Of the 100,000 gold-seekers who stampeded northward in 1897 and 1898, only about 30,000 actually made it to the Yukon. Of those, probably not more than 1,000 or 1,500 were women. Some traveled with their husbands, while others traveled alone -- a bold choice in those Victorian times. Some were immigrants, some widows, some children. Some searched for gold themselves, while others found their riches running businesses -- restaurants, hotels, and supply companies -- or saloons, dance halls, and brothels. While it was mostly the first wave of gold-seekers who truly struck it rich, pulling what's now estimated to have been more than a billion dollars in gold from the earth, many of the rest simply came and stayed, working the land and becoming the pioneers that set the stage for Alaska's and the Yukon's future.
The Gold Rush: 5 Shore Excursions
Today, cruise travelers have many options to get a glimpse into Gold Rush days, mostly during visits to Skagway, which is a veritable Gold Rush theme park. Here are a few good and/or theatrical shore excursions offered by most ships visiting Skagway.
White Pass & Yukon Route Railway ($125-$400, 3-8½ hours)
The sturdy engines and vintage parlor cars of the White Pass & Yukon Route Railway take you from downtown Skagway and past waterfalls and still-visible parts of the famous "Trail of '98" to the White Pass Summit, the boundary between Canada and the United States. You'll find several variations along this famous narrow-gauge railway. The longer and more expensive excursions travel farther into the Yukon territory and include various activities (visits to Gold Rush towns, lunch, kayaking, flightseeing, etc.).

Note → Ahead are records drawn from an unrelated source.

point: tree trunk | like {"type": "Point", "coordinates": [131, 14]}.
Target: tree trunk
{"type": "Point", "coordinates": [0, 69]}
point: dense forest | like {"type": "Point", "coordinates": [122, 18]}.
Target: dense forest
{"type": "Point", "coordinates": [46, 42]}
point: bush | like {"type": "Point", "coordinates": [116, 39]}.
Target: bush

Chilkoot Trail Hike & Float Trip ($120, 4&frac;12 hours)
From the pier, travel to the historic ghost town of Dyea (a sister-town to Skagway that didn't survive the end of the rush) and hike the first two miles of the Chilkoot Trail through the rain forest. At the shore of the Taiya River, you'll board 18-foot rafts for a float back to Dyea. Another Dyea tour visits the site on horseback, with a guide discussing the town's history.

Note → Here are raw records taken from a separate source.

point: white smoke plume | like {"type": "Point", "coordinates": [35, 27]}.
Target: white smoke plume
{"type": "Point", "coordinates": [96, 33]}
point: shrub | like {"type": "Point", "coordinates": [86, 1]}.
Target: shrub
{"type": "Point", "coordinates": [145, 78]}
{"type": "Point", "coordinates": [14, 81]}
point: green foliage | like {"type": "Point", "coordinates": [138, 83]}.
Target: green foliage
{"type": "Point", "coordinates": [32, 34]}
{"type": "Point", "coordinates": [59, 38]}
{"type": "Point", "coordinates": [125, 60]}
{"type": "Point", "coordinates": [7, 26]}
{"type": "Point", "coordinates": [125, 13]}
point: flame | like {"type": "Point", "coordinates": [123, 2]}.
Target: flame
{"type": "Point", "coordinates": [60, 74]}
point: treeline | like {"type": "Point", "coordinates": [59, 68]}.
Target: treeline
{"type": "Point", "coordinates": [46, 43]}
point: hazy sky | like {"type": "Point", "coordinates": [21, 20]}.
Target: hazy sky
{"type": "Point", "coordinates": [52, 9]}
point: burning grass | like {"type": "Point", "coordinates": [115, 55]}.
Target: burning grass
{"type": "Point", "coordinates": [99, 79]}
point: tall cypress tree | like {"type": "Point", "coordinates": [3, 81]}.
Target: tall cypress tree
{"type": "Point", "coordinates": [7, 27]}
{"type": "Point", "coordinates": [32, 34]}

Skagway by Streetcar($42, 2 hours)
This is as much performance art as historical tour: Guides in period costume relate tales of the boomtown days as you tour Skagway's sights in a big yellow touring bus. Though theatrical, it's all done in a homey style, as if you're getting a tour from your cousin. After seeing the Skagway Historic District, the Gold Rush Cemetery, and other sights, guests see a little song-and-dance and film presentation about Skagway, and become honorary members of the Arctic Brotherhood. This last part is very, very hokey.
Ghosts & Goodtime Girls Walking Tour ($40, 2 hours)
Skagway's Red Onion Saloon has been around since the Gold Rush, and today does an equal business serving food and drinks and peddling its history. Waitresses wear busty dance-hall outfits, as do the double-entendre-flinging docents, who lure visitors to the former bordello upstairs for tours of the premises. On this tour, one of the Red Onion girls tours you around Skagway's streets and back alleys, revealing "the untold and neglected stories of the courageous ladies of the Klondike Gold Rush." The tour ends back at the Red Onion for a champagne toast and brothel tour.
Liarsville Gold Rush Trail Camp & Salmon Bake ($63, 2 hours)
Just outside Skagway, the very theatrical Liarsville recreates Skagway's earliest days as a Gold Rush tent camp, with visitors taking in a puppet-show melodrama about a prospector and his dog, panning for gold, going on a scavenger hunt among the historic tent displays, crossing a short rope bridge, and chowing down at a salmon bake.